The species name, "americanus" simply indicates that this is an American species of this genus, differentiating it from the very similar European and western Asian species Acorus calamus.

== Taxonomy ==
Acorus americanus was formerly classified as Acorus calamus var. americanus. It differs only in being a fertile diploid (2n = 24)], whereas most of the A. calamus of Europe and Asia is a sterile triploid species, that only spreads asexually. Diploid plants in northern Asia may be representatives of A. americanus. Also as a diploid it does not produce β-asarone.

== Uses ==
This plant was used extensively by Native Americans and early European settlers.

== Chemistry ==
In 1968 the Food and Drug Administration banned Acorus calamus from being used as a food additive and as a medicinal as a result of lab studies that involved supplementing the diets of lab animals over a prolonged period of time with massive doses of isolated chemicals (β-asarone) from the Indian Jammu strain of Acorus calamus. The plant was labeled procarcinogenic. Wichtl says "It is not clear whether the observed carcinogenic effects in rats are relevant to the human organism." However, most sources advise caution in ingesting strains other than the diploid strain.

Like the diploid strains of Acorus calamus in parts of the Himalayas, Mongolia, and C Siberia, the Acorus americanus diploid strain does not contain the procarcinogenic β-asarone. Research has consistently demonstrated that "β-asarone was not detectable in the North American spontaneous diploid Acorus [Calamus var. Americanus]".

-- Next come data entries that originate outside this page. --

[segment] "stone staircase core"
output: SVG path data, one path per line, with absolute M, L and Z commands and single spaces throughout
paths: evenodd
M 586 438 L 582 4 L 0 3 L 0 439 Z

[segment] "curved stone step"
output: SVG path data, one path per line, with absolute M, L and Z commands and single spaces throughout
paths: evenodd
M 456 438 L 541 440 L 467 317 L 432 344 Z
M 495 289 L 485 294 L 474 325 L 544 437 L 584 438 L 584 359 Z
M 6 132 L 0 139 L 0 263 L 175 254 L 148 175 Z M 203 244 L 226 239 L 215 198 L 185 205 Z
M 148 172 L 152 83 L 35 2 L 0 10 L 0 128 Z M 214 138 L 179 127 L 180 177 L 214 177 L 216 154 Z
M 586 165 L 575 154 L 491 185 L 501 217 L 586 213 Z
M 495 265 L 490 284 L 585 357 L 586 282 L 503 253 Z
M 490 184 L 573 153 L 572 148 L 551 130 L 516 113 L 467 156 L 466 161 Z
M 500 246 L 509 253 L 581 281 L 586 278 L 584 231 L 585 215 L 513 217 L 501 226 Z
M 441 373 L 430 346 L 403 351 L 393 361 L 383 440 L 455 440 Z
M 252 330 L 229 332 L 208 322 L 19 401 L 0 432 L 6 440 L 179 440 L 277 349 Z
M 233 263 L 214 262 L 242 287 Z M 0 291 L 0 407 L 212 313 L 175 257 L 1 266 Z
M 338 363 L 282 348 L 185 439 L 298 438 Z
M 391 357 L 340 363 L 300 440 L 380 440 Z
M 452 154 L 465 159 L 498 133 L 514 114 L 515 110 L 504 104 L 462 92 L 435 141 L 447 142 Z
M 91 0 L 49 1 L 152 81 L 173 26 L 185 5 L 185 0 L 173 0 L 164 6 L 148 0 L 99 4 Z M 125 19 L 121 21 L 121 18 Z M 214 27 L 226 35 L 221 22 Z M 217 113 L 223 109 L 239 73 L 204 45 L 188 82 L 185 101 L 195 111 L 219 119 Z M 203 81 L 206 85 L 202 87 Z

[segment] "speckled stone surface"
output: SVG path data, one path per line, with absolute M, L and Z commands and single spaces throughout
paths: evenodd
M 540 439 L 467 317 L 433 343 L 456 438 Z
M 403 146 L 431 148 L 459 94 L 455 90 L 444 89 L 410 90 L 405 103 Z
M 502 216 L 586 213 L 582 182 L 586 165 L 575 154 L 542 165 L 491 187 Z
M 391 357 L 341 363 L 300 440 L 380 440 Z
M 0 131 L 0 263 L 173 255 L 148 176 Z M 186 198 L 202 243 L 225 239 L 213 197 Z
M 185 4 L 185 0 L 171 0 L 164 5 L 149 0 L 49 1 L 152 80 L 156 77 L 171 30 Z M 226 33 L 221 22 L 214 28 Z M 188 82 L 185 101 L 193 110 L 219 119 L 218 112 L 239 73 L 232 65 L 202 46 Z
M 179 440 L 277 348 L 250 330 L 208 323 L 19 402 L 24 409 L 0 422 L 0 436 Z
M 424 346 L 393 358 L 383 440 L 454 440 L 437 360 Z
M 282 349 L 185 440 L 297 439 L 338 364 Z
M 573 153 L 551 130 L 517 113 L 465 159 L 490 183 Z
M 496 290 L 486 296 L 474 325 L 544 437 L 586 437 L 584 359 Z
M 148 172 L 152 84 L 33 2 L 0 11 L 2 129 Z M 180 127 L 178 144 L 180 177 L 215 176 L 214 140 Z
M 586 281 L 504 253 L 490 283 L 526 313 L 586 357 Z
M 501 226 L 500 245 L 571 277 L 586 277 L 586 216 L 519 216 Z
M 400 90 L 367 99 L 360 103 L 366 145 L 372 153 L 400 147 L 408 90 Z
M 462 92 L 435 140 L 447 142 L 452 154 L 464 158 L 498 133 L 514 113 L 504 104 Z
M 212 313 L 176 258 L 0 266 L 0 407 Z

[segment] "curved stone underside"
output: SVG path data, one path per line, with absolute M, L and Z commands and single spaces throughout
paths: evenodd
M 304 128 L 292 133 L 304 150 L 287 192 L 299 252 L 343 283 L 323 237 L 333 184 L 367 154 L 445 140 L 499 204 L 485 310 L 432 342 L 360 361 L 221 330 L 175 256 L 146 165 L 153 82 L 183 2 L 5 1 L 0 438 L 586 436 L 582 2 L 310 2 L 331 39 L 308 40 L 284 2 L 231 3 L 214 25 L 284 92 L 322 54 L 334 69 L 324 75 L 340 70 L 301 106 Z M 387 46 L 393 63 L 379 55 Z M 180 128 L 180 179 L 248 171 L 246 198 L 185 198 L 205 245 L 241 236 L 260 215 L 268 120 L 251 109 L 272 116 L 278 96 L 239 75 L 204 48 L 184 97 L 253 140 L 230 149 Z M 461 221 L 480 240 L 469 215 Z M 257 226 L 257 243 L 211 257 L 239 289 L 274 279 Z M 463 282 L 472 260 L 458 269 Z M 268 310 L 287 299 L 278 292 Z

It is believed by some that calamus is a hallucinogen. This urban legend is based on two pages of a book written by Hoffer and Osmund entitled The Hallucinogens. The information on these two pages came from anecdotal reports from two individuals (a husband and wife) who reported that they had ingested calamus on a few occasions. None of the components in calamus are converted to TMA (trimethoxyamphetamine) in the human organism. To date there is no solid evidence of any hallucinogenic substances in Acorus calamus.

However, for Native Americans, specifically the Alberta Cree, it has been reported that "the root {was} chewed for the hallucinogenic effects," so perhaps more investigation is needed.

Calamus shows neuroprotective effect against stroke and chemically induced neurodegeneration in rats. Specifically, it has a protective effect against acrylamide induced neurotoxicity.